微波-超声波协同作用对大豆分离蛋白-壳聚糖复合膜性能的影响

本文利用微波-超声波协同作用对大豆分离蛋白-壳聚糖复合膜膜液进行处理,采用浇铸-蒸发方法制备了复合膜。研究了不同微波功率对复合膜的抗拉强度、断裂伸长率、水蒸气透过系数、气体透过率和透光率的影响,此外还进行了红外光谱和扫描电镜分析。结果表明,当微波功率为500 W时,复合膜的抗拉强度(TS)达到最大值21.98±0.54 MPa,其断裂伸长率(E)达到最小值13.48±0.01%;当功率为400 W时,其水蒸气透过系数(WVP)达到最小值为0.61±0.05×10-12 g/(cm·s·Pa),氧气透过率(OP)达到最小值为1.95±0.02×10-5 cm3/(m2·d·Pa);当功率为300 W时,二氧化碳透过率(CO2P)达到最小值1.58±0.12×10-5 cm3/(m2·d·Pa);通过红外光谱分析结果表明,复合膜机械性能及阻隔性能得到了改善,其原因可能是大豆分离蛋白和壳聚糖分子之间产生了氢键或共价键。本文研究结果可以为大豆分离蛋白-壳聚糖复合膜的实际应用提供理论依据。

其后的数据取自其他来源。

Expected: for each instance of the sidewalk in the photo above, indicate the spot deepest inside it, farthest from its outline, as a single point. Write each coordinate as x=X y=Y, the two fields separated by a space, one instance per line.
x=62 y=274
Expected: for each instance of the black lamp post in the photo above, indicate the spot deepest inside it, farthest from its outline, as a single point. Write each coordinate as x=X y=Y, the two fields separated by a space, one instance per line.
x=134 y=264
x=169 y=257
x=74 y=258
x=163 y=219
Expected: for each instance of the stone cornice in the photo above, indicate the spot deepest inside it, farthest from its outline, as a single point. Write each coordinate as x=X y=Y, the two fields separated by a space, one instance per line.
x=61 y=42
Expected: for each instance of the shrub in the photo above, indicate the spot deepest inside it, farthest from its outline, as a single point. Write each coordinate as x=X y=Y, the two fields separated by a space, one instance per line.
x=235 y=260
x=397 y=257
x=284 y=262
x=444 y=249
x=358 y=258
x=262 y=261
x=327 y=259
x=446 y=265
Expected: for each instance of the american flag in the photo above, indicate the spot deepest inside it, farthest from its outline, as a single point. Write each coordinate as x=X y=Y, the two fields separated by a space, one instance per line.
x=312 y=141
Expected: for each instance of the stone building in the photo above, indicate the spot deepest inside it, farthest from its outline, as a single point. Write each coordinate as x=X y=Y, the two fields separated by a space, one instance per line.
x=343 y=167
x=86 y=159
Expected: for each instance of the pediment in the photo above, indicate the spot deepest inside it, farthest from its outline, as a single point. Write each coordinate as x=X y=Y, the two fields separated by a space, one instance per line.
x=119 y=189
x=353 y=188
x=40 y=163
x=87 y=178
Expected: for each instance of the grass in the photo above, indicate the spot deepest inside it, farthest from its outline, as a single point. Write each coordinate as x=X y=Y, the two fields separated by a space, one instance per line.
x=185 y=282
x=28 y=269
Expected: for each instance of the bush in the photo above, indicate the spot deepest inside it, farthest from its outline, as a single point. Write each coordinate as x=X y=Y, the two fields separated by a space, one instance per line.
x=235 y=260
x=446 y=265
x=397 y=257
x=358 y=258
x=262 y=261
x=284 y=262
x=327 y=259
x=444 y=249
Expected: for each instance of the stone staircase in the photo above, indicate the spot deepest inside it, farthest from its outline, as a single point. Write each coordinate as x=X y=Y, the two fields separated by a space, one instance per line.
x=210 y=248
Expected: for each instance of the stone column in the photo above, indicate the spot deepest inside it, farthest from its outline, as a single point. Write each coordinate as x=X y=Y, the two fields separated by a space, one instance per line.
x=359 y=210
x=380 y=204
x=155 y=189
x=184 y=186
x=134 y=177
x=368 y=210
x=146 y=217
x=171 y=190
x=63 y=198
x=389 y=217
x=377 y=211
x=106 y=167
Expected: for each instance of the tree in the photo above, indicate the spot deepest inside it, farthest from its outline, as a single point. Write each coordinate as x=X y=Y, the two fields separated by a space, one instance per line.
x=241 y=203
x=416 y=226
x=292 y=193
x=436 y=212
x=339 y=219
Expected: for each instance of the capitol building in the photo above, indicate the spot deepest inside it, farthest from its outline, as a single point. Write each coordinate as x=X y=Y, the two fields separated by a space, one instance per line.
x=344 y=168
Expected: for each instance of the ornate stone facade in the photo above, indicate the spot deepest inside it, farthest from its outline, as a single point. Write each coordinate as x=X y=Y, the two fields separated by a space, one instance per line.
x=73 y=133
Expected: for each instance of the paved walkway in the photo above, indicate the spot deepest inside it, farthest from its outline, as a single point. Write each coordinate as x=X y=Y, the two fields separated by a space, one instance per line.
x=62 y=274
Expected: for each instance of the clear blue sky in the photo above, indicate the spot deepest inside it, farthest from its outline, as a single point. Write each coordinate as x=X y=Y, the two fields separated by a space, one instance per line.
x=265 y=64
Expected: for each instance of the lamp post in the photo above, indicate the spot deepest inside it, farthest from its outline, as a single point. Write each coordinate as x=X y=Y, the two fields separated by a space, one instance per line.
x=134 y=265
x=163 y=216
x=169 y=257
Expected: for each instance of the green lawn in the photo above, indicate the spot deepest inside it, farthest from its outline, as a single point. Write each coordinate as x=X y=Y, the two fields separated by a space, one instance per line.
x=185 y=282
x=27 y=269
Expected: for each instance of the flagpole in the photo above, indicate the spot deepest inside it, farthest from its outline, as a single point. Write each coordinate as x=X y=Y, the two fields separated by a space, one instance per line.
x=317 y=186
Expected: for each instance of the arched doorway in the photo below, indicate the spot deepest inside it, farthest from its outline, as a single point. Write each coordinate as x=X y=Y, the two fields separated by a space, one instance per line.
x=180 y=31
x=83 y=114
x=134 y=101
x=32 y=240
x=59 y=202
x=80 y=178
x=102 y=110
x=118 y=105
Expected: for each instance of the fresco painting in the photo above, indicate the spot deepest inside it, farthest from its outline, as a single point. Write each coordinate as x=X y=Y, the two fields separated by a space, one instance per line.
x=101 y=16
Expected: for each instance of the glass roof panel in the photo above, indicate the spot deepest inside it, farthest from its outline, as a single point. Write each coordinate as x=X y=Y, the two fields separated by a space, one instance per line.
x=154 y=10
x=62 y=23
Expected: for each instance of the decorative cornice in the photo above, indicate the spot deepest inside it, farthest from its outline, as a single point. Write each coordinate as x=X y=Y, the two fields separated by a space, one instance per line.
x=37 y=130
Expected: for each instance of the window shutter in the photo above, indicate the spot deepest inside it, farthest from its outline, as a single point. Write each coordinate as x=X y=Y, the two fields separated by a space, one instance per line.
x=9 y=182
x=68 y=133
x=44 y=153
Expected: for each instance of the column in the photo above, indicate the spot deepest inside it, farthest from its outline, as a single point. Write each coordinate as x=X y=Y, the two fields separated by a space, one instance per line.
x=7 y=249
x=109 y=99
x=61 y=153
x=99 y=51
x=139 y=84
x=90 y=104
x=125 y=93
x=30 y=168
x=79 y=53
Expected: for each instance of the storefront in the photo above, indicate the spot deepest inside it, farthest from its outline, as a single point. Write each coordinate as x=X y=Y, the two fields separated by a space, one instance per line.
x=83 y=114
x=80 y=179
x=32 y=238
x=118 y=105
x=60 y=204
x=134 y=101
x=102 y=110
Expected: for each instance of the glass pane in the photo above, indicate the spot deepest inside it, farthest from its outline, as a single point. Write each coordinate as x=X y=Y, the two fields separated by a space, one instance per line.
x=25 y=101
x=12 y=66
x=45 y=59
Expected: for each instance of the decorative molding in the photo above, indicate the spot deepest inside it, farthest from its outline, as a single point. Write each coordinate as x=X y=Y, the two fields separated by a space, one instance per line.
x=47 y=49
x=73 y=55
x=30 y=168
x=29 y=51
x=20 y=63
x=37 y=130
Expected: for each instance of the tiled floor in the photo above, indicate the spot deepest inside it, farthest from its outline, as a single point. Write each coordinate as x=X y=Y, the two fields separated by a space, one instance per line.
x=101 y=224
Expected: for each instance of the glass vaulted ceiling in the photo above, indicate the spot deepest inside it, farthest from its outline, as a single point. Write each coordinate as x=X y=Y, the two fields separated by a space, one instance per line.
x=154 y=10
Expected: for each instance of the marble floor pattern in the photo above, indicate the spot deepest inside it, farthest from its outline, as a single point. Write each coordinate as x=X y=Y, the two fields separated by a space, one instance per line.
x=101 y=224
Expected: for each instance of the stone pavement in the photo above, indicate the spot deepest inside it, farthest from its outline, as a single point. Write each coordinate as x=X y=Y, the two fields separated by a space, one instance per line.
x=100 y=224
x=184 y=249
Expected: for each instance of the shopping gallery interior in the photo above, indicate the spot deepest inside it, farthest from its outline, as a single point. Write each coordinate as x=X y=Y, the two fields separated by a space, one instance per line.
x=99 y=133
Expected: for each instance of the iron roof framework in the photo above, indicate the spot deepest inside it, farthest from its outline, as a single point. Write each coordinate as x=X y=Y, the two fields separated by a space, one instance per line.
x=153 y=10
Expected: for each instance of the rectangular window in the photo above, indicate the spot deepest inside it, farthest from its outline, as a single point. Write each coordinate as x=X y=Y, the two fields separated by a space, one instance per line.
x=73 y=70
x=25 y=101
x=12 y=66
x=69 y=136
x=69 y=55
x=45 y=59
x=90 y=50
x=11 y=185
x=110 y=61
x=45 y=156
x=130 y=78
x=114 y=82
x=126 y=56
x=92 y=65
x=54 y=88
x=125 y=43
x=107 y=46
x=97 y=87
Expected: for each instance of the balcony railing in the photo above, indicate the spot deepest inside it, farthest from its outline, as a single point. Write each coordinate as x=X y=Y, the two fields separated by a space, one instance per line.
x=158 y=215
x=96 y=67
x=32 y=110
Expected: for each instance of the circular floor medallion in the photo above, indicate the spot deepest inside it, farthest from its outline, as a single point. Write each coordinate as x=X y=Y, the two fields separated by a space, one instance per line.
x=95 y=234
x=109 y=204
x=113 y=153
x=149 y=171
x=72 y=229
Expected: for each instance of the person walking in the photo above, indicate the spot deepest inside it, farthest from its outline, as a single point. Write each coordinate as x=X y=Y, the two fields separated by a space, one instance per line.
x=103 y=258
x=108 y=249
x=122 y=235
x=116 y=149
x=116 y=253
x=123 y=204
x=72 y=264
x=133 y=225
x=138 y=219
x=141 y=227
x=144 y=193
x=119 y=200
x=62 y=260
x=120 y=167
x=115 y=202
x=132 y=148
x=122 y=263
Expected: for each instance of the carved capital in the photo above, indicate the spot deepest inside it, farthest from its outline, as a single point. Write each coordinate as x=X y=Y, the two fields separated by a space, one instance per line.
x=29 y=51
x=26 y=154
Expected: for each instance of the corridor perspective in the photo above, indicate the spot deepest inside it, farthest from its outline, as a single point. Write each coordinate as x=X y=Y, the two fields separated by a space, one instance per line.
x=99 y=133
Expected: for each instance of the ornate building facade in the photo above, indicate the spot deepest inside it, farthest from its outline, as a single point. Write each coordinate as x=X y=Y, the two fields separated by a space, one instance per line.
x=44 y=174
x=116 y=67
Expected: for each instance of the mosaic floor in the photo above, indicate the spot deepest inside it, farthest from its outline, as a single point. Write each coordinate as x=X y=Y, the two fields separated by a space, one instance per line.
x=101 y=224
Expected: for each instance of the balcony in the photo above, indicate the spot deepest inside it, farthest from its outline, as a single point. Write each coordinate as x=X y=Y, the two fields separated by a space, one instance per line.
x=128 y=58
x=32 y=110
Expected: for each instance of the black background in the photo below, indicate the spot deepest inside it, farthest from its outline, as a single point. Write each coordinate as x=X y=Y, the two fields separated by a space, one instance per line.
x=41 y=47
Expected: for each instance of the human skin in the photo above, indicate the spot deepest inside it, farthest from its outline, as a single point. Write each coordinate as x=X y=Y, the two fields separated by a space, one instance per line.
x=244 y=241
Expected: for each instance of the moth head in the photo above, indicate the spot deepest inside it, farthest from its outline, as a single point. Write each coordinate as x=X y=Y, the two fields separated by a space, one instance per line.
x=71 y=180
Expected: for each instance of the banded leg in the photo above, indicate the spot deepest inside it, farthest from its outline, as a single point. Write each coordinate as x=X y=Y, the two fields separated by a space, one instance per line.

Effect of Combined Microwave-ultrasound Treatment on the Properties of Soy Protein Isolate-chitosan Composite Films

Soy protein isolate-chitosan mixtures were treated with a combination of micro and ultrasonic waves. This resultant dispersions were then used to prepare composite films using a casting-evaporation method. The effect of different microwave powder on tensile strength, elongation at break, water vapor permeability, gas permeability, and light transmittance of composite films was investigated. In addition, infrared (IR) spectroscopy and scanning electron microscopy (SEM) were also performed. The results indicated that with 500-W microwaves, the tensile strength of the composite films reached a maximum of 21.98 ± 0.54 MPa and the elongation at break reached a minimum of 13.48 ± 0.01%. In contrast, the lowest water vapor permeability 0.61 ± 0.05 × 10-12 g/(cm?s?Pa) ] and minimum oxygen permeability 1.95±0.02×10-5 cm3/(m2?d?Pa)] was obtained with 400-W microwaves. Additionally, with 300-W microwaves, carbon dioxide permeability reached a minimum value 1.58±0.12×10-5 cm3/(m2?d?Pa)]. IR analysis indicated that mechanical and barrier properties of the composite film were improved, probably resulting from hydrogen bonding or covalent bond formation between soy protein isolate and chitosan. These results indicate potential applications for soy protein isolate-chitosan composite films.